The European Network for Drug Allergy has published guidelines for skin epicutaneous, intradermal, patch, and photopatch tests [37]. These guidelines provide general techniques that can be used to determine drug sensitivity in at-risk patients, including the best interval between drug hypersensitivity and skin testing, testing of patients who are at higher risk, test preparations, test vehicles and solutions, test concentrations, and interpretation of test results. For patients who have nonimmediate reactions, additional provocation tests are outlined [173].

Clinical experience with antibiotic desensitization in allergic patients has also been reviewed with the aim of establishing standardized protocols. The procedure begins with an antibiotic dose of 2 mcg or 1/1,000,000 of the full therapeutic dose, diluted in normal saline, and delivered by continuous intravenous infusion over 30 minutes. With subsequent 10-fold increases, all are delivered in a similar fashion over 30 minutes.
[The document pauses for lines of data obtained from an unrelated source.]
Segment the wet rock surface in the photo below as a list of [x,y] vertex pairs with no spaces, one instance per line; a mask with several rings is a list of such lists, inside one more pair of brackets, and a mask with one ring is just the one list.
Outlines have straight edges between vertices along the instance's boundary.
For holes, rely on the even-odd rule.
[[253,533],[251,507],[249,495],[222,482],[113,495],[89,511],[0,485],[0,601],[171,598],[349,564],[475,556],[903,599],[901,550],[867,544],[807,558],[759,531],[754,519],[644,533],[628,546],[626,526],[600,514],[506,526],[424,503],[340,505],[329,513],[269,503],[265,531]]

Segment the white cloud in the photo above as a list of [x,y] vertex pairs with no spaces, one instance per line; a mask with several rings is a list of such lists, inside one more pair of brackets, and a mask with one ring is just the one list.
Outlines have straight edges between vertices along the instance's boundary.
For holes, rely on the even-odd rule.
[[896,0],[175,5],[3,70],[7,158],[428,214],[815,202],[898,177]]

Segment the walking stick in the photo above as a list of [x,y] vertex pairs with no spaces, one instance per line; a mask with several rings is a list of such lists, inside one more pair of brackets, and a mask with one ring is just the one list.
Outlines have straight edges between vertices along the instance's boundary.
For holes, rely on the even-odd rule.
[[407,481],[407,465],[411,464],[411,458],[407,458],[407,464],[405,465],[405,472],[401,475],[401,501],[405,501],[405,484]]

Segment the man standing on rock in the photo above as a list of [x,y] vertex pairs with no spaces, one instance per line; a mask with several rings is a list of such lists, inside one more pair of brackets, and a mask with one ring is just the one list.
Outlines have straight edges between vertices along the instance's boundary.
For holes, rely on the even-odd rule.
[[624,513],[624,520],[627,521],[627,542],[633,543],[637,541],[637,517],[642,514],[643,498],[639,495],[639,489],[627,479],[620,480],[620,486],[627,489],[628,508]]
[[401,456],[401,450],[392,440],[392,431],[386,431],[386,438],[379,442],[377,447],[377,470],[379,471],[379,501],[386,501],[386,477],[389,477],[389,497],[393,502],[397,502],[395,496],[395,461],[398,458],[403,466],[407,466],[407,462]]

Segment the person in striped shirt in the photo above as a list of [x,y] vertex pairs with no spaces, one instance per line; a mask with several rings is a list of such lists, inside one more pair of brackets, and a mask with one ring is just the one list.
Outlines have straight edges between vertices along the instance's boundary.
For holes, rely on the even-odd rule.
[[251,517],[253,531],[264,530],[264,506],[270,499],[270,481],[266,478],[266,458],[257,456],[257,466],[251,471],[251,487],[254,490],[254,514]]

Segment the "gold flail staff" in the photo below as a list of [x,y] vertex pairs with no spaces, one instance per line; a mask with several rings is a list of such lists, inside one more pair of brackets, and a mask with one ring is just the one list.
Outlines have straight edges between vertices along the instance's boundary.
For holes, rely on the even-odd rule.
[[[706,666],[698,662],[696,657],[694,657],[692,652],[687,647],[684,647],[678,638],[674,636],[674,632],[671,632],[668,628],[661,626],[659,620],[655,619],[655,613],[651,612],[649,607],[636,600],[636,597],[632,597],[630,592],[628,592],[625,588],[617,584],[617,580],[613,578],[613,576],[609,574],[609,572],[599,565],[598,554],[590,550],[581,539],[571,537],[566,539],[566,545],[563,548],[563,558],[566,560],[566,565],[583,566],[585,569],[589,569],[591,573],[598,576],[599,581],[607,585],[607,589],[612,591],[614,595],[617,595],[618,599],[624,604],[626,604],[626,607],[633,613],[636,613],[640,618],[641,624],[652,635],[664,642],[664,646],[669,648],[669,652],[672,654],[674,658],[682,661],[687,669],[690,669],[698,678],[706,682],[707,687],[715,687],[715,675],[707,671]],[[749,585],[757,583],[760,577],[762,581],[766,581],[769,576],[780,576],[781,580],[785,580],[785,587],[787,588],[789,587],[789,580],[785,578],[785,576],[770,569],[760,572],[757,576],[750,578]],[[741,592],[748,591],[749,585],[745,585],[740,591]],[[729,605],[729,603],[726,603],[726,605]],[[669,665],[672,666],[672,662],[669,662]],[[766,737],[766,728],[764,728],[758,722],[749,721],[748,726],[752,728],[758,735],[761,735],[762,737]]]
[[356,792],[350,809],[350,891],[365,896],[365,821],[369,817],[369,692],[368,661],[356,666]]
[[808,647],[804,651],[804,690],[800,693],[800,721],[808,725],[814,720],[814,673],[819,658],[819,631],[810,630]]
A safe and successful desensitization was achieved in 75% of patients using this procedure [174]. The current series suggests that in addition to these guidelines, alternative testing and challenge and desensitization procedures are common in clinical practice.

The findings given in the present survey illustrate a cross-section of actual current clinical practice of assessing drug hypersensitivity. Year by year the list of drugs that potentially cause untoward reactions will continue to expand. Newer classes of drugs are being released for use in all subspecialty fields. Alternative uses of older medications will also potentially expand the population groups exposed. Based on the results of the current survey, the concentrations listed for epicutaneous skin testing for the listed drugs appear to be safe. Anaphylaxis occurred during intradermal skin tests to 4 antibiotics that were not preceded by an epicutaneous test. Side effects from challenges and desensitization were generally immediate or delayed dermatologic responses, and in no instance did hypotension occur from these procedures. Since most of the reports of this survey comprise one or a limited number of patients it will remain important to stay abreast of current clinical experience with drug testing, challenge, and desensitization procedures.